Excerpt from Chapter 50: Loopy in Kamloops
'Lying flat on my back on my sleeping bag, staring upward at the V-shaped peak where tent sides meet, I watched mosquitoes
congregate to conspire the long night ahead. Directly out the west window,
indiscreet, the sun folded into candyfloss pigments of orange and pink. Allowing ideas
from the passage to percolate, something hit a nerve. More than anything in the
world, I wanted to be happy. Not for passing bursts, but for long, undulated
periods, where emotion could be amassed and the afterglow of happiness preserved.
Maybe there was a way to channel
bliss somehow.
There is a beautiful narrative in J.D. Salinger’s
Raise High the
Roofbeam, Carpenters, in which Seymour Glass describes a perceived, permanent yellow stain on his right hand, a leftover from brushing against a
playmate’s buttery dress during his childhood. Through recollections and
emotions, perhaps symbolically, we have the ability to engender the same
durable effect. Fishing in a pond of happy memories, possibly there is a means
to train ourselves to summon joy at will, and provide nourishment during dry
spells. If the law of vibration detailed in the Holy Order of Man’s digest really works, and there was evidence of
it through our basic requests, maybe then, all one needs to do is believe
in happiness.
The rest will take care of itself.
On Friday, a few days beyond June 21, morning is grey, chillier than the day
before. Not a drop of precipitation in sight. Thanking Paul for our stay, at half
past seven, Jan and I made our way from the Kamloops hostel out to the highway.

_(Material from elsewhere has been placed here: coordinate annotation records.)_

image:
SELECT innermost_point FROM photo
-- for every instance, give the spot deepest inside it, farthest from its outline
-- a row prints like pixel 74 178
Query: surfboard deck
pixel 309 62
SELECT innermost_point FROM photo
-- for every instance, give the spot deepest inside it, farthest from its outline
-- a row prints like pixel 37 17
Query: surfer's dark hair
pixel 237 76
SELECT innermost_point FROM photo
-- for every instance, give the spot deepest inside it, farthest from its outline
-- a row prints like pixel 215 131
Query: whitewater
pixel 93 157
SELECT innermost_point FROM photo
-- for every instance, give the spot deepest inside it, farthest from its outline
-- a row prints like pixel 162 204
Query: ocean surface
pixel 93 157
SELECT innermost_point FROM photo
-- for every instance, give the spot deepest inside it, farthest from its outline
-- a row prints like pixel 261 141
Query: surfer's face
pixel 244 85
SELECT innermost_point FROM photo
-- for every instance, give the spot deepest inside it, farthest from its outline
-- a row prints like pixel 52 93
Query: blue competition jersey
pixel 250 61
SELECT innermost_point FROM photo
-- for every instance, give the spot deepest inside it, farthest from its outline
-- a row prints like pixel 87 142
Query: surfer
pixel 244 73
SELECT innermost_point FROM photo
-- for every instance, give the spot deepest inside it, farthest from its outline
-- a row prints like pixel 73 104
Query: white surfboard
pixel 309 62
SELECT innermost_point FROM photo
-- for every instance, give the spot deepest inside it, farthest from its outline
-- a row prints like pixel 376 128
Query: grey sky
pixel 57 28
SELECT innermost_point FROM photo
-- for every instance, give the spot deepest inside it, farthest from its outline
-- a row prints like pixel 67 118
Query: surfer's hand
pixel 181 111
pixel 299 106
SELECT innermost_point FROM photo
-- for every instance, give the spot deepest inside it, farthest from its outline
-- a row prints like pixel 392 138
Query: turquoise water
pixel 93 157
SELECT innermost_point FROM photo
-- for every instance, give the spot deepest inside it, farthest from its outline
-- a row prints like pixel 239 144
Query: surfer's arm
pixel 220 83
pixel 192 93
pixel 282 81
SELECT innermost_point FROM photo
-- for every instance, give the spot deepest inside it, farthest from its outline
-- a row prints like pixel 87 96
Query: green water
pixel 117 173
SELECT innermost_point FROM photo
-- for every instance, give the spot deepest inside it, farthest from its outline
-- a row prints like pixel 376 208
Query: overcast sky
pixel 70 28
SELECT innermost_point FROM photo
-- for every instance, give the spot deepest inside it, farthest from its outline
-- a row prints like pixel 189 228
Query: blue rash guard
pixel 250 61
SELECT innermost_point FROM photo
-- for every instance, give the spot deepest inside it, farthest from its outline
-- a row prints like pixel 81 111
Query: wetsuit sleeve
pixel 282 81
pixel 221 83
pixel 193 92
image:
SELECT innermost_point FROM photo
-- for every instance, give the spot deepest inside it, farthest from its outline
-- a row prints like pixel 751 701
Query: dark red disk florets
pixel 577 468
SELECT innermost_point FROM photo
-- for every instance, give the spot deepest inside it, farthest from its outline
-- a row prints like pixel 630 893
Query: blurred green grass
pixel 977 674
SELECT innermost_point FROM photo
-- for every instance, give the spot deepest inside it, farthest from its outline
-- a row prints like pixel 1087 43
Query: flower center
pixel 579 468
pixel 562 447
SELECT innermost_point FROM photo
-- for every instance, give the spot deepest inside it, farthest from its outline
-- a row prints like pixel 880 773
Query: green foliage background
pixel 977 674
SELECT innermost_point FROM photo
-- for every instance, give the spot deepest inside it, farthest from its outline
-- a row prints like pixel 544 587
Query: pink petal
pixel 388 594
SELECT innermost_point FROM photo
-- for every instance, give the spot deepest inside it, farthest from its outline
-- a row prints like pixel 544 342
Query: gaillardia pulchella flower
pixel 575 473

Stale sesame seed bagels tucked deep in our packs, we hoped to get a head start.
Other travellers, also moving east, had already packed their gear.
Watching a torrent of cars and transport
trucks blow by in haste, loitering on the shoulder of the TransCanada, we
contemplated the trip ahead. Habitually, Jan and I willed a harm free journey. Counting our flight to Vancouver, in four months, we'd logged close to
6000 miles. Having been in near constant motion since leaving our jobs at the
hotel in March, it hadn’t felt like a stretch. The unknown quotient of the
remaining weeks of our trip was a thrill. Along with the rush of day-to-day
adventure, came the proverbial ache of anxiety.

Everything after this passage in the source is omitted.